Tuesday, August 12, 2008

How Google Works

If you aren’t interested in learning how Google creates the index and the database of documents that it accesses when processing a query, skip this description. I adapted the following overview from Chris Sherman and Gary Price’s wonderful description of How Search Engines Work in Chapter 2 of The Invisible Web (CyberAge Books, 2001).

Google runs on a distributed network of thousands of low-cost computers and can therefore carry out fast parallel processing. Parallel processing is a method of computation in which many calculations can be performed simultaneously, significantly speeding up data processing. Google has three distinct parts:

  • Googlebot, a web crawler that finds and fetches web pages.
  • The indexer that sorts every word on every page and stores the resulting index of words in a huge database.
  • The query processor, which compares your search query to the index and recommends the documents that it considers most relevant.

Let’s take a closer look at each part.

1. Googlebot, Google’s Web Crawler

Googlebot is Google’s web crawling robot, which finds and retrieves pages on the web and hands them off to the Google indexer. It’s easy to imagine Googlebot as a little spider scurrying across the strands of cyberspace, but in reality Googlebot doesn’t traverse the web at all. It functions much like your web browser, by sending a request to a web server for a web page, downloading the entire page, then handing it off to Google’s indexer.

Googlebot consists of many computers requesting and fetching pages much more quickly than you can with your web browser. In fact, Googlebot can request thousands of different pages simultaneously. To avoid overwhelming web servers, or crowding out requests from human users, Googlebot deliberately makes requests of each individual web server more slowly than it’s capable of doing.

Googlebot finds pages in two ways: through an add URL form, www.google.com/addurl.html, and through finding links by crawling the web.

Screen shot of web page for adding a URL to Google.

Unfortunately, spammers figured out how to create automated bots that bombarded the add URL form with millions of URLs pointing to commercial propaganda. Google rejects those URLs submitted through its Add URL form that it suspects are trying to deceive users by employing tactics such as including hidden text or links on a page, stuffing a page with irrelevant words, cloaking (aka bait and switch), using sneaky redirects, creating doorways, domains, or sub-domains with substantially similar content, sending automated queries to Google, and linking to bad neighbors. So now the Add URL form also has a test: it displays some squiggly letters designed to fool automated “letter-guessers”; it asks you to enter the letters you see — something like an eye-chart test to stop spambots.

When Googlebot fetches a page, it culls all the links appearing on the page and adds them to a queue for subsequent crawling. Googlebot tends to encounter little spam because most web authors link only to what they believe are high-quality pages.
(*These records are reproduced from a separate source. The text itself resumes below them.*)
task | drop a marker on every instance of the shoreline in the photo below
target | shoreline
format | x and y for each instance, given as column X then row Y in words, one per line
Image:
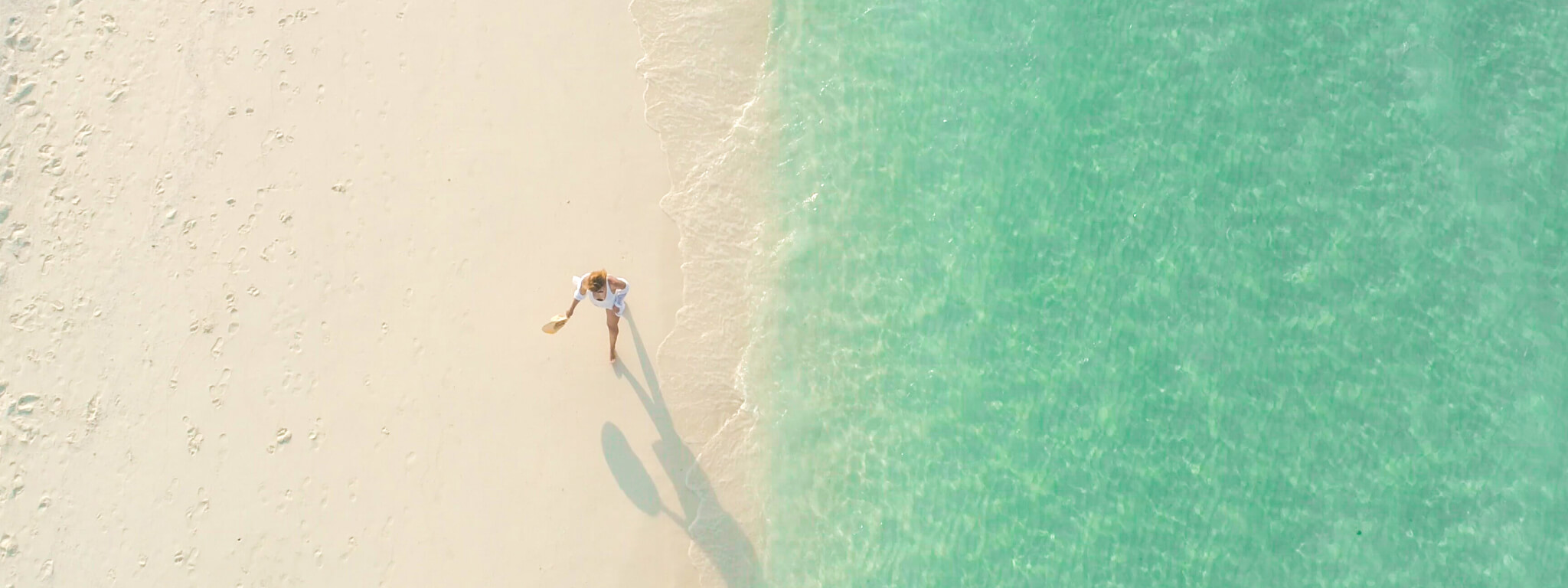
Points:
column 275, row 297
column 710, row 112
By harvesting links from every page it encounters, Googlebot can quickly build a list of links that can cover broad reaches of the web. This technique, known as deep crawling, also allows Googlebot to probe deep within individual sites. Because of their massive scale, deep crawls can reach almost every page in the web. Because the web is vast, this can take some time, so some pages may be crawled only once a month.

Although its function is simple, Googlebot must be programmed to handle several challenges. First, since Googlebot sends out simultaneous requests for thousands of pages, the queue of “visit soon” URLs must be constantly examined and compared with URLs already in Google’s index. Duplicates in the queue must be eliminated to prevent Googlebot from fetching the same page again. Googlebot must determine how often to revisit a page. On the one hand, it’s a waste of resources to re-index an unchanged page. On the other hand, Google wants to re-index changed pages to deliver up-to-date results.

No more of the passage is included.